Insofar as the Appellant submits that it did not breach the contract, we can only refer to the record of proceedings to see that evidence adduced both by himself and the Respondent point to the fact that the building contract was not completed by September 2012 which was the date agreed in the agreement. It would appear that the works were never finished. This, as rightly pointed out by the trial judge, is a clear breach of the contract which had a specific date for performance.
Much has been said by the Appellant about the fact that although clause 3 of the contract made provision for the appointment of a consultant, none was ever appointed. The Appellant has submitted that the Respondent can therefore have no one to blame if there was a lack of supervision of the works undertaken under the contract and if the work was not finished on time or if the works were defective.
We have difficulty following this line of argument. The Appellant has never submitted that the appointment of a consultant was a suspensive (precedent) condition of the contract. The failure by the Respondent to appoint a consultant cannot and did therefore not exonerate the Appellant from its responsibilities under the contract.
This would have been the case only if the obligation for the Appellant to perform its obligations had been conditional on the appointment of the consultant (see Article 1169 of the Civil Code). The breach of the contract by the Appellant in not finishing the works on time is not as a result of the Respondent’s fault in not appointing a consultant and therefore cannot be used by the Appellant at this late stage to excuse his own breach of the contract.

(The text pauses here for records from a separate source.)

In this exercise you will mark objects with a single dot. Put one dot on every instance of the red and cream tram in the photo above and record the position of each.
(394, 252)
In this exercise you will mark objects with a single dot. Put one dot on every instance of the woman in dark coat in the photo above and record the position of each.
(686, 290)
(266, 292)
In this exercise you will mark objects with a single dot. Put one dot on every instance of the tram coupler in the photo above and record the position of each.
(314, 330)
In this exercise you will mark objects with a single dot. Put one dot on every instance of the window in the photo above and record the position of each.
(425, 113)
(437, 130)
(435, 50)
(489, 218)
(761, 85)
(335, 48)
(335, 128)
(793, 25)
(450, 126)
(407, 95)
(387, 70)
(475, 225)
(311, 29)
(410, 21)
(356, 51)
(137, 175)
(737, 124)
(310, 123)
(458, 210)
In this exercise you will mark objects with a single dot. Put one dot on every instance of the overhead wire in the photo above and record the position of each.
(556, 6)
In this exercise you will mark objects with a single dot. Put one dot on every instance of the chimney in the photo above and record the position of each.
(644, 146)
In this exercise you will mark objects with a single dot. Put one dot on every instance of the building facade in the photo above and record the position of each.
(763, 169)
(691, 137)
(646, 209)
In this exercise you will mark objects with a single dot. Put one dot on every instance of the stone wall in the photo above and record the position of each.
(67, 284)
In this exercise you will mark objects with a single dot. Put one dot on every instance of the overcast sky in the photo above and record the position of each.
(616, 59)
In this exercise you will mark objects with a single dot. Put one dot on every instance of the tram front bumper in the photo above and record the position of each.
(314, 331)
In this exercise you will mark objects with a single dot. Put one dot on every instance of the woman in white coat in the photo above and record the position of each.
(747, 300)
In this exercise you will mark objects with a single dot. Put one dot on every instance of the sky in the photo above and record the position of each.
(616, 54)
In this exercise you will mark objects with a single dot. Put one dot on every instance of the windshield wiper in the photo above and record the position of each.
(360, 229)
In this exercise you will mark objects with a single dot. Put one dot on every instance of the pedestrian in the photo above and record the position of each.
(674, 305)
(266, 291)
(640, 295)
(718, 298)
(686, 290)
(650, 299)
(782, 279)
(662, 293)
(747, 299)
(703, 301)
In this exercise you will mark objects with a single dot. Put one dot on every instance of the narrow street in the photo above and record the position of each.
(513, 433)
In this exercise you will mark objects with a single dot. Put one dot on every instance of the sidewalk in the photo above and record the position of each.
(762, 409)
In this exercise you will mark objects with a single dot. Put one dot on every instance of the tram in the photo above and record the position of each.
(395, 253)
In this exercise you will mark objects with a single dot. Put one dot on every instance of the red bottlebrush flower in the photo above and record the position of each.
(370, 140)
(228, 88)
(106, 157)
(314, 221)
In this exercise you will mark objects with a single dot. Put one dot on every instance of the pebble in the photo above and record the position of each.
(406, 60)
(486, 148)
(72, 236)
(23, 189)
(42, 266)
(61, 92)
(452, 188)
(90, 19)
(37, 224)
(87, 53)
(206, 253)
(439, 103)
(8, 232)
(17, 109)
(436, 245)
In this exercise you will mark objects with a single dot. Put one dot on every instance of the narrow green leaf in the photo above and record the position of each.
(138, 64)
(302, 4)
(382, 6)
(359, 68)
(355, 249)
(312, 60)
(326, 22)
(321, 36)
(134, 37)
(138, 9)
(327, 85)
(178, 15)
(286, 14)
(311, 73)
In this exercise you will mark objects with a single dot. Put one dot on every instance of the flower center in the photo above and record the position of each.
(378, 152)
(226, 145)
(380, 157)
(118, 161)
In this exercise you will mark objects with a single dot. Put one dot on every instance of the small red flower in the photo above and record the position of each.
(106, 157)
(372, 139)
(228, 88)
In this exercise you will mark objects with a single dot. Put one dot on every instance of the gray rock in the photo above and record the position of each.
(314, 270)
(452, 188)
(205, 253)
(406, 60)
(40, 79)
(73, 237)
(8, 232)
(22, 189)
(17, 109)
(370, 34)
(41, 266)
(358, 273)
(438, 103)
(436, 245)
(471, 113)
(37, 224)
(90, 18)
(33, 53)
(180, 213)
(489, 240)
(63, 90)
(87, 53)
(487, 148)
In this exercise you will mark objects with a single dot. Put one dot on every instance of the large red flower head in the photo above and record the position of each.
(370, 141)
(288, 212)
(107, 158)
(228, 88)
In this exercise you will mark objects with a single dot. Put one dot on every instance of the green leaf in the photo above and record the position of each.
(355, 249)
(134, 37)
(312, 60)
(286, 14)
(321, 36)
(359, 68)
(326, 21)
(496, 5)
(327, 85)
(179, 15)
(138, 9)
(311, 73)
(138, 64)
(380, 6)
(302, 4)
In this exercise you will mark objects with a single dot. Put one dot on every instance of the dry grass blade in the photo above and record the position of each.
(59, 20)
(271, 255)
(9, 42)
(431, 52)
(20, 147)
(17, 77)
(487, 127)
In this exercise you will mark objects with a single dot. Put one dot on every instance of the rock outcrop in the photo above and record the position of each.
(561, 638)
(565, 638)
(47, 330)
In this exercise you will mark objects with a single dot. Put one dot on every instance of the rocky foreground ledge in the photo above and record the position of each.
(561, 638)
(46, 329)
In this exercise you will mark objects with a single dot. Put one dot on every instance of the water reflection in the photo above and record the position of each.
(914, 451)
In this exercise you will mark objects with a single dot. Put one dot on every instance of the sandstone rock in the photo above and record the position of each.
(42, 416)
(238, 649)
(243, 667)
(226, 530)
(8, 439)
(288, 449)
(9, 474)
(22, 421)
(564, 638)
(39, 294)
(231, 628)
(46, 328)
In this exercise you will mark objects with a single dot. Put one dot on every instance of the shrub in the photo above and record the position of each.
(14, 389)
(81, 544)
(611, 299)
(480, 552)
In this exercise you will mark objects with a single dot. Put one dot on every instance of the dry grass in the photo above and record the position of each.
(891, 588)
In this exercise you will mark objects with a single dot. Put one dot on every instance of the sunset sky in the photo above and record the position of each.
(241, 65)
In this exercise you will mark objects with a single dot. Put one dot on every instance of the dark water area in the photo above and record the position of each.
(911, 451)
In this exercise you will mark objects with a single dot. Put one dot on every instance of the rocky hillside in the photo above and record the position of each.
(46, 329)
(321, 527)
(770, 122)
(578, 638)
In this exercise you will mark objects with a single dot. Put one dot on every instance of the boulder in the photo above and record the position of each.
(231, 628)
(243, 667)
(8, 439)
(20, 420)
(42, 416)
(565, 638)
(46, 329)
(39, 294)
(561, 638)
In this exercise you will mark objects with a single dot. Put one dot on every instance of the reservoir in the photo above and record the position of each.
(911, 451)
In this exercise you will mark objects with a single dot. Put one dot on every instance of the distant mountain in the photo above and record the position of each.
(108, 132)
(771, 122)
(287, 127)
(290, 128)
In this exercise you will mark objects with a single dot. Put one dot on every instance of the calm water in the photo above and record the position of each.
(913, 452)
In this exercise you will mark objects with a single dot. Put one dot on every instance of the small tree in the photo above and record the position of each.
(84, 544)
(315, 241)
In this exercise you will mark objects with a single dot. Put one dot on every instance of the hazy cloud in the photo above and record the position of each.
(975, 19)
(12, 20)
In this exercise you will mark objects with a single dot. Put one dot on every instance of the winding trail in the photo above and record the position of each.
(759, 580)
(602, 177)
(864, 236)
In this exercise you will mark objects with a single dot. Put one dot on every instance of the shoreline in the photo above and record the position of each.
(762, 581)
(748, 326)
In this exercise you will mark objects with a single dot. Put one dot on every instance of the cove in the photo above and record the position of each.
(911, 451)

This ground of appeal also has no merit.
The Appellant has put a lot of emphasis on the silence of the Respondent in relation to its letter to her for an extension of time for the works to be completed. It has submitted that her silence is equivalent to consent. Similarly it has submitted that her lack of complaint at the material time in terms of the work starting late and finishing late and her occupation of the partly completed building is equivalent to a condonation of the same.
In contractual law nothing could be further from the truth. The fact of not replying to a request in French law on which our Civil Ccode is based does not amount to acquiescence. At the very most silence is equivocal.
In Petite Anse Dev Ltd v Safa  SCCA 18, Domah J made the following observation which is equally applicable to the present case:
In life, “qui ne dit mot, consent.” In love, “un silence vaut mieux qu’un langage.” But in law, “qui ne dit mot, ne consent pas”… Il y a des approbations tacites, mais il y a aussi des réprobations muettes sans oublier les silences prudents.” (See Francois Terré, Philippe Simler, Yves Lequette Dalloz, 10 e ed. P. 138, para 124.
The Cour de Cassation has decided that consent has to be established without doubt:
“..en droit le silence de celui qu’on prétend obliger ne peut suffire, en l’absence de toute autre circonstance, pour faire preuve contre lui de l’obligation alléguée (Civ. 25 mai1870, DP 70.1.257)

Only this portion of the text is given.